Tuesday, June 19th, 2012

NASDCTEc today honored Senators Richard Blumenthal (D-CT) and Herb Kohl (D-WI) with the Stars of Education Award, Distinguished Service: Congressional  for demonstrating a high level of national leadership, vision, and achievement in Career Technical Education (CTE). NASDCTEc Board of Directors presented the awards to the Senators today at the National Career Clusters™ Institute in Washington, DC.

The award is given to members or former members of Congress who have demonstrated their support for CTE through meritorious contribution, innovative or unique achievements, expansion of the impact of or investment in CTE on students, and/or evidence of superior performance.

“Now more than ever, Career Technical Education needs the support from leaders such as Senators Richard Blumenthal and Herb Kohl, who both have advocated for funding and legislation that helps to prepare students for college and careers through quality CTE programs,” said Dr.
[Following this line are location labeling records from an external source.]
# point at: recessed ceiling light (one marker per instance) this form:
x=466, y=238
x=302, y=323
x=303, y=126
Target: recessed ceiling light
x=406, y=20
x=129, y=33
Pat Ainsworth President of the National Association of State Directors of Career Technical Education Consortium and California CTE State Director.

Sen. Blumenthal, the former Attorney General of Connecticut, is now serving his first term in the United States Senate. As a member of the Senate Health, Education, Labor and Pensions Committee, Senator Blumenthal has made CTE and the Carl D. Perkins Career Technical Education Act of 2006 (Perkins) a top priority. Sen. Blumenthal has authored several letters to the Office of Management and Budget (OMB) and his fellow Senators, urging them to invest in CTE through increased Perkins Act funding.

Sen. Blumenthal has also introduced bills that aim to increase workforce training and business and industry partnerships, including the Manufacturing Reinvestment Account Act, the Pathways Back to Work Act, and the Community College Innovation Act.

Sen. Herb Kohl has served in the United States Senate since 1988.  Hesdfacxmls He is a member of the Senate Labor-HHS-Education Appropriations Subcommittee.  Just this year, he signed onto several letters urging OMB and Congress to invest in Perkins.  Sen. Kohl also introduced the Fast Track to College Act this session, which aims to improve the transition of high school students to postsecondary education through dual enrollment and early college high schools.

Sen. Kohl serves as Chairman of the Agriculture Appropriations Subcommittee and has received numerous awards for his dedication to agriculture issues, including agricultural research and education, family farms, and other issues affecting rural communities.

Finally, he has also demonstrated support to the manufacturing industry. Sen. Kohl worked to restore funding to the Manufacturing Extension Partnership program, a public-private partnership that utilizes federal, state, and private dollars to provide technical support and services to help small and medium-sized manufacturers create and retain jobs.